Just as the soaring eagle suggests, like many of his colleagues, Mandelbaum’s central thesis is that the United States is different and special – it is always, in the end, exceptional. The nation’s foreign policy has been, from the start, ‘distinctly American’ in that it has had ‘ideological goals’, that it has used ‘economic instruments in pursuit of them and a democratic process for formulating and implementing decisions about it’. The democratic process is, Mandelbaum argues, ‘unusual’ in the world. The book, though, is focused entirely on the United States – there is no detailed explanation or comparative work to justify this rather tired analysis of America’s role in the world.
While it is entirely possible and even justifiable to make this argument, and to categorise the history of the United States in the world into these four periods, the theoretical basis for it all is uncomfortably teleological and deterministic.

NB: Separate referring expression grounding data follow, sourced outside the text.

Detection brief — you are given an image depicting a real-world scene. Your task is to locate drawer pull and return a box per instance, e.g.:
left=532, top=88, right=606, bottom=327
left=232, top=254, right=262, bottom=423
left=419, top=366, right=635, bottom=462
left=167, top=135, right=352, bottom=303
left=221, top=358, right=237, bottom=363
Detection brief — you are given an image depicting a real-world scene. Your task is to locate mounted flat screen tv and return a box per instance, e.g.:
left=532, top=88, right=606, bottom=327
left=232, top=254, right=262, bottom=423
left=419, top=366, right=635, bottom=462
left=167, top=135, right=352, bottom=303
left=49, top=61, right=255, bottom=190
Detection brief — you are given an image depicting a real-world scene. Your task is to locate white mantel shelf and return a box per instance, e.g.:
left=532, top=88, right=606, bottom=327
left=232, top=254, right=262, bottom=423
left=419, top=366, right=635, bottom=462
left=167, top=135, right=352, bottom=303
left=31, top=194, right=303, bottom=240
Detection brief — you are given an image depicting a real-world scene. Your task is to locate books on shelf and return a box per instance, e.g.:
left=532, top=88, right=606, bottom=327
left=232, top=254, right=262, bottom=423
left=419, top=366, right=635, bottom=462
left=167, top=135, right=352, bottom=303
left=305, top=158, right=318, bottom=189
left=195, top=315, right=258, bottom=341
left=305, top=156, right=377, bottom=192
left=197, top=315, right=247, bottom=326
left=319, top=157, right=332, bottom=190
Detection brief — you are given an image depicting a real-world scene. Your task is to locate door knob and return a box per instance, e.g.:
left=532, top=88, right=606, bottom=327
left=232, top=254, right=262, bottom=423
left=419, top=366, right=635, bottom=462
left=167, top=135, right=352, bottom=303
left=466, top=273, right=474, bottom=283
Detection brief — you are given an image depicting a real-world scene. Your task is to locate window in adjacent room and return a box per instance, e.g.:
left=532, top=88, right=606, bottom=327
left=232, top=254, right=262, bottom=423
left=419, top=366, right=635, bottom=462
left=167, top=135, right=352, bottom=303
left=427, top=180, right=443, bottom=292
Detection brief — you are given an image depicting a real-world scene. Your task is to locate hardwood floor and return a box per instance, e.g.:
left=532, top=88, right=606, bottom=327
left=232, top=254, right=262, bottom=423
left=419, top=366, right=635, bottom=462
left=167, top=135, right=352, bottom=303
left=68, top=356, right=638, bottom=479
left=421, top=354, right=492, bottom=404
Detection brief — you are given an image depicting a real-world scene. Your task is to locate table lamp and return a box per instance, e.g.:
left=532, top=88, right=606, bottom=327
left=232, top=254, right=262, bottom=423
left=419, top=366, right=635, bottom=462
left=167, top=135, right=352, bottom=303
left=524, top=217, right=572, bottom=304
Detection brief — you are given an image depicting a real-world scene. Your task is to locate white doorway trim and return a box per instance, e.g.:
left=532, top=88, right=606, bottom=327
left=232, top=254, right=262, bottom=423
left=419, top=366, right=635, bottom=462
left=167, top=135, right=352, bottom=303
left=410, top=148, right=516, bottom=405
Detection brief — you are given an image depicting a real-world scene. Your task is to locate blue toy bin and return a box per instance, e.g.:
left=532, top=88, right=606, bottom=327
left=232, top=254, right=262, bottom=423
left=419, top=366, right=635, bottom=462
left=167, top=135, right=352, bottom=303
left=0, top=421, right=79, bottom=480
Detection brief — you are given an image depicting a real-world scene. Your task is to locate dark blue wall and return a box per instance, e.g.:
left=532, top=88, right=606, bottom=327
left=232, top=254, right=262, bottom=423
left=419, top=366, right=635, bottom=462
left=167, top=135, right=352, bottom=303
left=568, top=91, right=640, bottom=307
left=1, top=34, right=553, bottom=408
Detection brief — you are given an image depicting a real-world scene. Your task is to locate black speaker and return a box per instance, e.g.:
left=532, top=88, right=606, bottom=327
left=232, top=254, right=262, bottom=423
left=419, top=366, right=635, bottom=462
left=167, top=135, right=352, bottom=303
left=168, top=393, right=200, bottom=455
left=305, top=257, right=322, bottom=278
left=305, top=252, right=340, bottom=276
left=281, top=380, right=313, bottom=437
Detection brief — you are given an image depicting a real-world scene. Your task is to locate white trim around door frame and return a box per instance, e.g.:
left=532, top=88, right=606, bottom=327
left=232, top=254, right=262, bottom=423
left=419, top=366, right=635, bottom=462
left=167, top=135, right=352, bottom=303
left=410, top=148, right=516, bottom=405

As Mandelbaum sets out the justification for his analysis of American power, he explains international structures and the behaviour of states through the metaphor of the ‘jungle’. Mandelbaum describes an international arena as much like nature, red in tooth and claw – just as occurs in the jungle, states are locked into ‘fierce, deadly competition’. In one particularly off-putting passage, Mandelbaum notes that in the jungle (or is it when states deal with other powers?), ‘predatory mammals do fight others of the same species, for control of territory, access to females, and food’. The cavalier and – for this reader, at least – deeply offensive use of the phrase ‘access to females’ in a passage ostensibly describing the behaviour of powerful states and the human decision makers within them, points to a largely unexamined hyper-masculinist approach to understanding international relations.
Furthermore, this understanding and deployment of the ‘natural’ as a vehicle for explaining the relative power and behaviour of states is deeply unscientific. The simplistic jungle metaphor fails to engage with very different approaches to understanding the ‘natural’ world that see relationships as complex, reciprocal, or symbiotic. It also understands ‘nature’ and its component relationships as fixed and inevitable.
As we know all too well, that is far from the truth. ‘Nature’ is not fixed; systems can and do change rapidly. They are doing so now because of nation states’ behaviour, and one of those states and its foreign policies is more responsible for that change than most others. To take the metaphor further, the ‘predatory mammals’ Mandelbaum describes with such relish do not, generally speaking, consciously destroy the very environment upon which they depend. A less conventional approach to the history of international relations might have acknowledged that the jungle, and the states within it that apparently behave like animals, require a functioning biosphere to survive – even if they are hyperpowers.